ZFIN ID: ZDB-PUB-170121-7
Mechanisms of silver_nanoparticles induced hypopigmentation in embryonic zebrafish
Xu, L., Xu, Q.H., Zhou, X.Y., Yin, L.Y., Guan, P.P., Zhang, T., Liu, J.X.
Date: 2017
Source: Aquatic toxicology (Amsterdam, Netherlands)   184: 49-60 (Journal)
Registered Authors: Liu, Jing-xia
Keywords: AgNPs, Hypopigmentation, Melanophore, Microarray, Xanthophore, mitfa, pax7
MeSH Terms:
  • Animals
  • Embryo, Nonmammalian/drug effects
  • Embryonic Development/drug effects
  • Gene Expression Regulation, Developmental/drug effects
  • Hypopigmentation/chemically induced*
  • Hypopigmentation/physiopathology
  • In Situ Hybridization
  • Metal Nanoparticles/toxicity*
  • Silver/toxicity*
  • Water Pollutants, Chemical/toxicity
  • Zebrafish/embryology
  • Zebrafish Proteins/genetics
PubMed: 28104549 Full text @ Aquat. Toxicol.
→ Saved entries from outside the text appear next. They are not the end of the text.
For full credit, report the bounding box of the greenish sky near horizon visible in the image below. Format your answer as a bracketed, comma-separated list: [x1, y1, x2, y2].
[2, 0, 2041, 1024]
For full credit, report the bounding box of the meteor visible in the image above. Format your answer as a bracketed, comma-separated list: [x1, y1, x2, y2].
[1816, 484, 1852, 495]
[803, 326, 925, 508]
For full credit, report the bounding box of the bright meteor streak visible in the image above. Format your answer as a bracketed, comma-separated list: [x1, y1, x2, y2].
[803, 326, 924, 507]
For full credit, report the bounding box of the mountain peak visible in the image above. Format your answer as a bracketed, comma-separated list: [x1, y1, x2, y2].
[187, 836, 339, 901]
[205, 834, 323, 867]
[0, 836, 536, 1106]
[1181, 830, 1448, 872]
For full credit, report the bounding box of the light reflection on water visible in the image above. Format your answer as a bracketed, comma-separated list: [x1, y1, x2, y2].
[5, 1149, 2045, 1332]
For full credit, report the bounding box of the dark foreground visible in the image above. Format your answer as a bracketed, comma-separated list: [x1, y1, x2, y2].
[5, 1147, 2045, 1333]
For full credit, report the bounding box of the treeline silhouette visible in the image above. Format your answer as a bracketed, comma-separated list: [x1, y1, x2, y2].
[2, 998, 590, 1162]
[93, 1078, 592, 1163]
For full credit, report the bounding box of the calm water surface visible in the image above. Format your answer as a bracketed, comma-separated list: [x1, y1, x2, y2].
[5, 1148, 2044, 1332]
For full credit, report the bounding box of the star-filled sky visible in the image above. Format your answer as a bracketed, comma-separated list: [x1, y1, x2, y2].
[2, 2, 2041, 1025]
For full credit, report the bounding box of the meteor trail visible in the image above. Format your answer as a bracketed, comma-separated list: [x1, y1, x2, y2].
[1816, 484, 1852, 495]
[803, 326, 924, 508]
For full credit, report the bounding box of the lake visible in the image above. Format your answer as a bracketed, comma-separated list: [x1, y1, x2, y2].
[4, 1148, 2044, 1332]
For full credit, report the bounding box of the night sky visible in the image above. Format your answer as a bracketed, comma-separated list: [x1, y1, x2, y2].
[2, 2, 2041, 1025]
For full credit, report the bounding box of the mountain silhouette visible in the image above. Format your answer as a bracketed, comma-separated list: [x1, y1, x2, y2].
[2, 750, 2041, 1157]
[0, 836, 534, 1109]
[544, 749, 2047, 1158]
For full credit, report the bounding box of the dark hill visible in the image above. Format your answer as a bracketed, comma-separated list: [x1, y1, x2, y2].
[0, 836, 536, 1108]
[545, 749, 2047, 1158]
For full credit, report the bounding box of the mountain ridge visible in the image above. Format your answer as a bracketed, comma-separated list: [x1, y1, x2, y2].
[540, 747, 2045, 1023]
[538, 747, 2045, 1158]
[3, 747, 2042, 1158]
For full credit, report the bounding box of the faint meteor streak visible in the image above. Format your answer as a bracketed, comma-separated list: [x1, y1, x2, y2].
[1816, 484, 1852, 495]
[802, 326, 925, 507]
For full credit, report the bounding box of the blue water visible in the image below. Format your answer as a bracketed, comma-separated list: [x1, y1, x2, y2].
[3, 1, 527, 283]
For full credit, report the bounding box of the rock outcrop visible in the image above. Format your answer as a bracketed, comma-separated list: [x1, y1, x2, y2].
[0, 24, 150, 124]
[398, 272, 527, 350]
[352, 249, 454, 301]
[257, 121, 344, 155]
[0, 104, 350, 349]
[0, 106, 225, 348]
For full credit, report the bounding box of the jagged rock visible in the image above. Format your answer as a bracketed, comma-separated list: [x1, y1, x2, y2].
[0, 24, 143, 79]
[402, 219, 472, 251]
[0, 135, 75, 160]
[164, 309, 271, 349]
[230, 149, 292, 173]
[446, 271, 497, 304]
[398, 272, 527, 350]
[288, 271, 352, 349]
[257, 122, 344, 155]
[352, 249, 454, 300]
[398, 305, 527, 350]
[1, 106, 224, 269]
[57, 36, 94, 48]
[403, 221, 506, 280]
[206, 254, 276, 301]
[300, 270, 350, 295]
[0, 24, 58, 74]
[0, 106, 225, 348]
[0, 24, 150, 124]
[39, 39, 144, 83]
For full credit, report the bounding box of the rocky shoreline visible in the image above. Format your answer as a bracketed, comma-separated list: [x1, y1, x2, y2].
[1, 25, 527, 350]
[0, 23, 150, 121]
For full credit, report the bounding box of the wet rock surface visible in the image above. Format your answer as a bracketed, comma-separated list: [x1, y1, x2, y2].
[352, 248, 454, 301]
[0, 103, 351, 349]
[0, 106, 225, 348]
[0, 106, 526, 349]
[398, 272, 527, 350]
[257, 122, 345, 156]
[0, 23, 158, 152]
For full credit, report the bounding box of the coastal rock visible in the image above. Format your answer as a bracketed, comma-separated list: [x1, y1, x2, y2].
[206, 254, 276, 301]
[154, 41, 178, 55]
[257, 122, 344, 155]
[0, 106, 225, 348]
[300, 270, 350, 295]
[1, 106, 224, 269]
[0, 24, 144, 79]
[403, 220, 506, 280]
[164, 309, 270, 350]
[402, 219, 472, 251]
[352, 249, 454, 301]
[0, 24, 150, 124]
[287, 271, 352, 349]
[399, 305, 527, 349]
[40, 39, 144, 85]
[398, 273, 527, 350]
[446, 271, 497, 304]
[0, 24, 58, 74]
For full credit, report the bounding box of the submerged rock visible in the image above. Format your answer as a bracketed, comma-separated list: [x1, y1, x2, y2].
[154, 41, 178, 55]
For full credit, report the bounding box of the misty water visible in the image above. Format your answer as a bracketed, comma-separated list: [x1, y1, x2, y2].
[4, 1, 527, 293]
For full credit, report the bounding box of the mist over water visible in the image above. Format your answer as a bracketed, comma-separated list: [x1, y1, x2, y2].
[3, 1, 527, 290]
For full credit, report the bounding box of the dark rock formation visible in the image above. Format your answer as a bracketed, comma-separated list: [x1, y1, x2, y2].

Silver_nanoparticles (AgNPs) have been reported to inhibit specification of erythroid cells and to induce spinal cord deformities and cardiac arrhythmia in vertebrates, but have not been implicated in development of neural crest (NC) and pigment cells in an in vivo model yet. In current study, down-regulated expressions of NC genes pax7 and foxd3, melanophore genes mitfa and dct, and xanthophore gene gch2 in AgNPs-exposed embryos were revealed by microarray, qRT-PCR and whole-mount in situ hybridization (WISH). Then, the down-regulated expressions of melanophore genes mitfa and dct but not xanthophore gene gch2 in AgNPs-exposed embryos were found to be recovered by melanogenesis agonists palmitic acid and dibutyryl cyclic AMP (dbcAMP). Finally, Ag+ chelating and AgNPs coating compound l-cysteine was found to neutralize AgNPs-induced hypopigmentation in AgNPs-exposed embryos, and to recover the down-regulated expressions of both dct and gch2 to nearly normal level in embryos, suggesting that AgNPs-releasing Ag+ might mediate their biological effects on zebrafish pigmentation mostly. This study was firstly to unveil that AgNPs might specifically act up-stream of mitfa and pax7 genes to suppress specification and differentiation of melanophore and xanthophore lineages respectively by their releasing Ag+ during vertebrate embryogenesis.